In their pursuit of those technologies, military and intelligence leaders have been trying to balance their efforts with caution, looking to improve information sharing while keeping a hold on security.

Dale Meyerrose, chief information officer at the Office of the Director of National Intelligence, said one key is to develop consistent data standards across the military agencies to help eliminate barriers caused by incompatible data.

The process calls for harmonizing the dozens of standards and protocols military and intelligence agencies use, in a process partially described in periodic reports.

One such harmonization agreement between the intelligence agencies and the Defense Department sets out rules for semantic data interoperability, which involves merging varying approaches to metadata tags.

It is one of the 37 major initiatives [DOD and the DNI] have undertaken to reform military and intelligence technologies, Meyerrose said in a recent interview. We have 12 or 14 of them done, and we will probably have twice that many done before the end of this administration.

The risks in adopting new information-sharing technology are partially caused by the added power that system users get with Web 2.0 applications such as social-networking mashups and wikis. To maintain information security in the new environment, military leaders are building safeguards into enterprise architecture.

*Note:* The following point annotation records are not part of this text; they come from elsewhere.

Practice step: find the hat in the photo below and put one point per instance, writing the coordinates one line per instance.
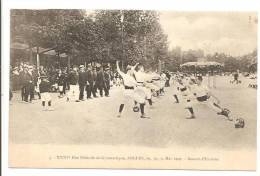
(129, 67)
(107, 68)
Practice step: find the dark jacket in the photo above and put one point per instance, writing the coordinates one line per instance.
(73, 78)
(44, 86)
(82, 78)
(89, 77)
(107, 79)
(100, 81)
(60, 79)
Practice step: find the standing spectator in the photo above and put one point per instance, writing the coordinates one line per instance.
(29, 84)
(73, 79)
(90, 82)
(100, 81)
(44, 88)
(82, 82)
(65, 81)
(22, 80)
(168, 76)
(95, 81)
(60, 81)
(107, 81)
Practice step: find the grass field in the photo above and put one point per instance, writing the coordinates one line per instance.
(95, 122)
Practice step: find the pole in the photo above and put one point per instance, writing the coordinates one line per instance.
(37, 59)
(69, 62)
(122, 39)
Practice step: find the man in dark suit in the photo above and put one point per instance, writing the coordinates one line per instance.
(107, 81)
(82, 82)
(29, 85)
(100, 81)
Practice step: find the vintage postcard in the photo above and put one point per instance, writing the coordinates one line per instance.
(133, 89)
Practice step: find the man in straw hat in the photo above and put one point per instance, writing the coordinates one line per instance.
(130, 93)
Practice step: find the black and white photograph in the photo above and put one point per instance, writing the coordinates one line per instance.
(133, 89)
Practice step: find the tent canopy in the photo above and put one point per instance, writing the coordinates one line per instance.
(49, 51)
(202, 64)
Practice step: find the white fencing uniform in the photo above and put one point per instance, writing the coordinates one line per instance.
(46, 96)
(73, 93)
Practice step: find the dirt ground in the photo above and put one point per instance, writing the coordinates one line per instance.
(94, 121)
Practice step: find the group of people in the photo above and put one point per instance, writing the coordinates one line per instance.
(139, 87)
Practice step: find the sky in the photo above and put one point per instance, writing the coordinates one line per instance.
(233, 33)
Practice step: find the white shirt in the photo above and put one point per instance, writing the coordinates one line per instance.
(128, 80)
(201, 90)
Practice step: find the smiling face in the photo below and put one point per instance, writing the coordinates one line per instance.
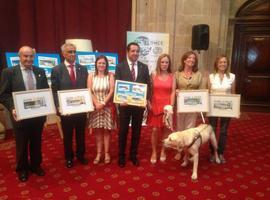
(190, 61)
(222, 65)
(69, 53)
(26, 55)
(133, 53)
(101, 65)
(164, 64)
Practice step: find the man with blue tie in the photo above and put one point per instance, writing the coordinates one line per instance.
(135, 71)
(27, 132)
(66, 76)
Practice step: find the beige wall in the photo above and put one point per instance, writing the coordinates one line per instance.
(177, 17)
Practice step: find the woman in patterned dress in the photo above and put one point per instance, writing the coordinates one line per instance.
(101, 121)
(221, 82)
(188, 77)
(163, 93)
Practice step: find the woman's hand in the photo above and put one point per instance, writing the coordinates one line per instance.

I think the answer to the security issues is in the platform, Defense Information Systems Agency CIO John Garing said at the recent AFCEA Defense 2.0 conference in Arlington, Va. If we dont secure the platforms, the young people will run right past us.

If we have a platform that is inherently secure, that is the way to go, Garing said.

At the same conference, Navy CIO Robert Carey pointed out the risk barrier inherent in the transition to Web 2.0 technologies. The question is how do you bring these [Web 2.0] technologies inside the secure environment, Carey said.